Jehoiachin gave up, was paraded in a triumph and cast him into a very deep and narrow dungeon in solitary confinement. The Talmud tells about the remarkable transformation that took place there. Sometimes, it takes hard knocks in life to straighten a person out.
As the last of the Davidic line, and childless, there was a great danger that the House of David would end with Jehoiachin. People tried unsuccessfully to apply all types of political pressure to allow his wife to visit him, but Nebuchadnezzar could not be persuaded. However, they convinced his queen to allow Jehoiachin’s wife to visit her husband in the dungeon.
She was lowered to him, but she was descending she suddenly became ritually unclean; relations between them were now forbidden by Torah law. At that moment, the man who was the son of one of the most uncontrolled hedonistic people who ever lived found the inner fortitude to resist temptation.
All of a sudden, he realized that the only thing he had in life was his ability to keep the will of God. They could take everything away from him but his free will. At that moment, his repentance was so profound that not only were his sins forgiven but he became the symbol of the sincere repentant, Maimonides writes.
After a short while, his wife was sent back down to him and she eventually conceived and gave birth. The Davidic line was restored and continued through him.
There are many people who completely transform themselves. A person may know them at one stage in his life and think of them one way, while another person knows them at another point of life and thinks of them in an entirely different way. It depends which stage in life you meet him. The same with careers. There are people who were unsuccessful in one time and place but not another. And vice versa. Life is very strange and people are unpredictable.
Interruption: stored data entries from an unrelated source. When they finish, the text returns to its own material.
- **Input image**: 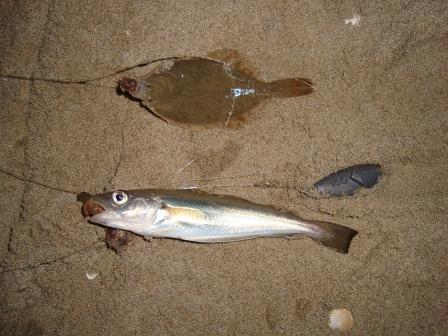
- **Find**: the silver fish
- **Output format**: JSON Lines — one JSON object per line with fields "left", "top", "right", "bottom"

{"left": 78, "top": 189, "right": 357, "bottom": 253}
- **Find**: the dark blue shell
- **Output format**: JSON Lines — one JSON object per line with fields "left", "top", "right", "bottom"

Jehioachin was not the same person he was when he was first put in the dungeon. If you saw him in Jerusalem you would not have recognized him in Babylon. Later, after many years, he was released and he devoted himself to the up-building of the Jewish community in Babylon. In recognition of his profound transformation, one of the gates in the rebuilt Temple was named after him. He died in Babylon, and according to one tradition his gravesite was known and served as a holy site for many centuries. His story is really the story of the Jewish people in exile.

Seeds of the Future

When the Babylonians took Jehoiachin away into exile they also took 10,000 Jewish prisoners with him. These were the leaders in Jerusalem: men of war, wealth and influence. The Talmud says that most significantly of all they took away the Sanhedrin and the greatest Torah scholars, i.e. the spiritual leaders of the Jewish people. The Babylonians hoped thereby to take away their ability to rebel and make war.
Included in the group was Mordechai, who would save the Jews along with Queen Esther as related in the Book of Esther. Also included were the prophets Ezekiel and Daniel.
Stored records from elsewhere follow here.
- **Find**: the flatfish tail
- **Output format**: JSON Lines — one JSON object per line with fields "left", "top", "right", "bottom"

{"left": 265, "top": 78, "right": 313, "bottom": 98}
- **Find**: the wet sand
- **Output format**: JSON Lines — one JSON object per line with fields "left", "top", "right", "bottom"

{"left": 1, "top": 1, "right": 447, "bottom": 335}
It turned out to be a hidden blessing, because in the next eleven years these leaders set the foundation for the Jewish community of Babylon for the next 2,000 years! When the exiles would come a decade later they came to an existing Jewish community with an infrastructure. There were sages and scholars and prophets. That is why Babylon would become the center of Jewish life in exile.
The Jews remaining in Judea could not see that, or admit it. Even at this late stage in the game, after crushing defeats and the prophecies of Jeremiah, they held out hope that their situation would change. As they saw it, the future of the Jewish people lay with them. If they went down, then the Jewish people would go down. Since that was inconceivable, they held on to any strand of hope, real or imaginary, that they could grasp. That hope took the form of a descendant of David name Zedekiah, whom history would come to know as the last king of Judea.